Afrikan Freedom means Defeating Neo-colonialism

Thousands of Afrikan people are expected to join in this year’s Afrikan Liberation Day (ALD) commemoration activities. They include a series of educational workshops during April and May; a demonstration outside the offices of Royal Dutch Shell Oil 16th June 2009; with the main event taking place on Saturday 30th May 2009 at 12noon in St John’s Church hall, Meeting House Lane, Peckham, London SE1 2UN.

The theme for this year’s Afrikan Liberation Day commemoration is Afrikan Freedom means defeating Neo-colonialism: Nkrumah@100. All activities will be geared towards exploring the crucial role of Afrikan people in ridding the world of the current economic crisis– a perspective that, so far, has received little attention in the mainstream media.

ALD will feature a programme of activities for children and youth including Afrikan drumming and craft workshops; cultural artists and performers including, Afrikan dancers, poets and singers. International speakers on the day include brother Kwesi Pratt editor of Insight newspaper and Sister Mawete Teresa of Moyo Wa Taifa Pan-Afrikan women’s network both direct from Ghana.

Activities will include a panel discussion and a broad range of grass roots Afrikan community organisations will be giving messages of solidarity. The day will also feature cultural Afrikan and Caribbean food, book stalls and displays. Entry is free.
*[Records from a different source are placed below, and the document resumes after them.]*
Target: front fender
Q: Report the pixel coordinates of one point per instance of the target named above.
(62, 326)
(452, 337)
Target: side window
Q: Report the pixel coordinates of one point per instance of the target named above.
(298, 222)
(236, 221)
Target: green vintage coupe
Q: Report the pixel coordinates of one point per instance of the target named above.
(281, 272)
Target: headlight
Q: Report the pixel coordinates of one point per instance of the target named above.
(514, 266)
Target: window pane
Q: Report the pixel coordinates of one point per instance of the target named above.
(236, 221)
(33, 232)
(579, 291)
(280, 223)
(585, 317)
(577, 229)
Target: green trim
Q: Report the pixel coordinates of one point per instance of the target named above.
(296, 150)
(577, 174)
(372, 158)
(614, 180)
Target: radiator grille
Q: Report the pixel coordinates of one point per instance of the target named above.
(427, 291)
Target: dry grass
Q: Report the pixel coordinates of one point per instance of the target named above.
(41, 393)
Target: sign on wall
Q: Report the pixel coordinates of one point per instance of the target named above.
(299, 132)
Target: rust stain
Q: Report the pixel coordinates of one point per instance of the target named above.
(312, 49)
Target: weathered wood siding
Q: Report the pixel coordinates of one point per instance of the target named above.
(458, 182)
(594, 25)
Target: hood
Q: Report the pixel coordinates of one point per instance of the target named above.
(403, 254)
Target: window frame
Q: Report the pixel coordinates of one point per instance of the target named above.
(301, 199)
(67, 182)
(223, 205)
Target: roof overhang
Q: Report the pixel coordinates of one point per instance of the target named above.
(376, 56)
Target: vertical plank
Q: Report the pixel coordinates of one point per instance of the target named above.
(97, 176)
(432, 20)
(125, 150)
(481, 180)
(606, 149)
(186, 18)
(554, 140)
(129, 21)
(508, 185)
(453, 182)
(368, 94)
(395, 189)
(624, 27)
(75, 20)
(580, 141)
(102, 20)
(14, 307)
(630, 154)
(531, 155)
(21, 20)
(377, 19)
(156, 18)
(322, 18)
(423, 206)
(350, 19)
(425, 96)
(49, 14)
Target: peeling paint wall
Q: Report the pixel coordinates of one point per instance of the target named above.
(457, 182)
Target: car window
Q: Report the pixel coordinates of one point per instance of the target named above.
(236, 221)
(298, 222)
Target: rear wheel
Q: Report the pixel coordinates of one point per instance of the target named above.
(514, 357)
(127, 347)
A member of this year’s organising committee, Brother Omowale said:
“Kwame Nkrumah is one of the greatest Afrikan leaders of all time. In this the centenary year since his birth, we have a duty to ensure that his strategy of Afrikan liberation is told. Our ancestors suffered intensely under slavery and colonialism and we continue to suffer now. The world’s economic system is built on the theft of Afrikan people’s resources, and if we want justice, we must all learn the truth, continuously expose it and organise around it. Attending this commemoration may be your first step to organising yourself for a better future. Come along to the events and see for yourself.”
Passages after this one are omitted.